Neurotensin(8-13) analogs targeting NTS1 and NTS2 receptors: A comparative in vitro and molecular modeling study

The simultaneous activation of both neurotensin type 1 and 2 receptors (NTS1R and NTS2R) through the neuronal peptide neurotensin (NT), activating the dopamine (DA) release and DA signaling within the dopaminergic system in the brain, suggest that NTS1R/NTS2R dual-specific NT analogs may represent an attractive tool in the treatment of Parkinson’s disease (PD) and/or other related conditions. Herein, we report in silico exploration of NTS1R and NTS2R driven by in vitro pharmacological evaluation of the linear hexapeptide NT analogs 3 (sequence Lys⁸-Cav⁹-Pro¹⁰-Tyr¹¹-Ile¹²-Leu¹³) and 6 (Arg⁸-Cav⁹-Pro¹⁰-Tyr¹¹-Ile¹²-Leu¹³), both active towards the human NTS1R and NTS2R. Compared to the parent peptide NT(8–13) (2), compounds 3 and 6 showed improved in vitro human plasma stability and BBB permeability.
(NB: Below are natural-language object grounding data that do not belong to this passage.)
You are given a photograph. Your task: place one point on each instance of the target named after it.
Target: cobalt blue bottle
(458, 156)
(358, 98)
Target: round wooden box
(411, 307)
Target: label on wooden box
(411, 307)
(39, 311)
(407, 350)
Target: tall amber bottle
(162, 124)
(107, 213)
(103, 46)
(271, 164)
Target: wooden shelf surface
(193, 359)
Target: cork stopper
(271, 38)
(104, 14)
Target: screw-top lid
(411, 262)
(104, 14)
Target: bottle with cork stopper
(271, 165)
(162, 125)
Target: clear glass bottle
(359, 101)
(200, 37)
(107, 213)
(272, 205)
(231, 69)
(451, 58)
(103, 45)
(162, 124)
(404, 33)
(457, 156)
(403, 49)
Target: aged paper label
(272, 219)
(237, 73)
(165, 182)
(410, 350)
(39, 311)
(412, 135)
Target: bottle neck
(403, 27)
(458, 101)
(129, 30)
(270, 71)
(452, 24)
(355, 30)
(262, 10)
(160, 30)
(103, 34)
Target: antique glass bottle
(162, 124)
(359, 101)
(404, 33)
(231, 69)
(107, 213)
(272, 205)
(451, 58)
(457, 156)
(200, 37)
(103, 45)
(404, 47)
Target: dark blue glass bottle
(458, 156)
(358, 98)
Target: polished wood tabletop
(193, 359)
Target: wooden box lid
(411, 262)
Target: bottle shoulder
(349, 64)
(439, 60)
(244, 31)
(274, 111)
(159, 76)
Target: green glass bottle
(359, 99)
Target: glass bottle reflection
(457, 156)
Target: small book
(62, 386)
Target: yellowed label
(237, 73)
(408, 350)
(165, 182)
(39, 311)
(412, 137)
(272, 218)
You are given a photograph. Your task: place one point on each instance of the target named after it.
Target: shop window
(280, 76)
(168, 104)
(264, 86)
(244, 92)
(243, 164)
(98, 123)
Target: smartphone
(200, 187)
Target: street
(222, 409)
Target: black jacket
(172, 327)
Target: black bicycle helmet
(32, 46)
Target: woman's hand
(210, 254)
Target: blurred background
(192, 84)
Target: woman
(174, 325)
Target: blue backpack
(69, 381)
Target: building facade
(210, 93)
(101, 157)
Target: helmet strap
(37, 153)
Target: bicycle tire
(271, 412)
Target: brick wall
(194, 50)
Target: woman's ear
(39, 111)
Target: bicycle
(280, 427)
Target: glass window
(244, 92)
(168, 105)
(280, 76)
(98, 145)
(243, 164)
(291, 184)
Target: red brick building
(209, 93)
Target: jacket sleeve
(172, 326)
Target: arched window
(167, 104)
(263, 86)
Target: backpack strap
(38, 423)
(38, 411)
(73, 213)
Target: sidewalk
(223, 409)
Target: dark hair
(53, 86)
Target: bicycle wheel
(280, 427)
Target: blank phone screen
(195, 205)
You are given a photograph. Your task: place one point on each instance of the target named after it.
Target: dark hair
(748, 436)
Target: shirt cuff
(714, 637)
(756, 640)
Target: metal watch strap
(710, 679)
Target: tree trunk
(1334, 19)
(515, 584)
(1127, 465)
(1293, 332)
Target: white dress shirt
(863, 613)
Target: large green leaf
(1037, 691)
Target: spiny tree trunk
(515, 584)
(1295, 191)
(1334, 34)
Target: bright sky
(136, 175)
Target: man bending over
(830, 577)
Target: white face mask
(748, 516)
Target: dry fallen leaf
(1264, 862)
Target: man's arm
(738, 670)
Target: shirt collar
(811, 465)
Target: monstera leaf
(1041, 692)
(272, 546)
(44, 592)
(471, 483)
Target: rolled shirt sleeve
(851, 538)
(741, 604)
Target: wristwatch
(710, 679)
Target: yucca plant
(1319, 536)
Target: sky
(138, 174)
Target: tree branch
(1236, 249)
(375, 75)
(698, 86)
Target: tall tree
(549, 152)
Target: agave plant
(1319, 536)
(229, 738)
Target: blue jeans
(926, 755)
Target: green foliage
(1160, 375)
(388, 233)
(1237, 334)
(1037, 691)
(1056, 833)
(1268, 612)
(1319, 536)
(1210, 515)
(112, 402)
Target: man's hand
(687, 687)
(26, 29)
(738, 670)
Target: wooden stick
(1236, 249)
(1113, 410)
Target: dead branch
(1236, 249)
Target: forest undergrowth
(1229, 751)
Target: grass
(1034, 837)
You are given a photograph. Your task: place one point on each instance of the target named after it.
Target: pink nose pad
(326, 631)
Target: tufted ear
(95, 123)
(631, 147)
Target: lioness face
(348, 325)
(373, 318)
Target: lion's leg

Moreover, in silico ADMET evaluation indicated that both NT-analogs have strong pharmacological properties combined with good safety profiles, highlighting their potential for further structural improvements. Furthermore, we applied an AI-based approach to generate the homology models of hNTS1R and hNTS2R, followed by MD simulations of their ligand-free state and molecular docking in order to estimate the most probable protein–ligand complexes of peptides 3 and 6. Binding interaction/affinity analysis of the best-ranked docking modes, obtained with selected time-frames from the respective MD trajectories, suggest that the receptor activation occurs via a ligand-receptor binding into the initial “entry” conformation of hNTS1R and hNTS2R. This assumption is supported by additional HYDE analysis confirming the binding affinities of peptides 3 and 6 towards hNTS1R and hNTS2R obtained by radioligand binding experiments. The reported study may serve as a ready-to-use in silico approach for further development of therapeutic options against PD and potentially other neurological disorders.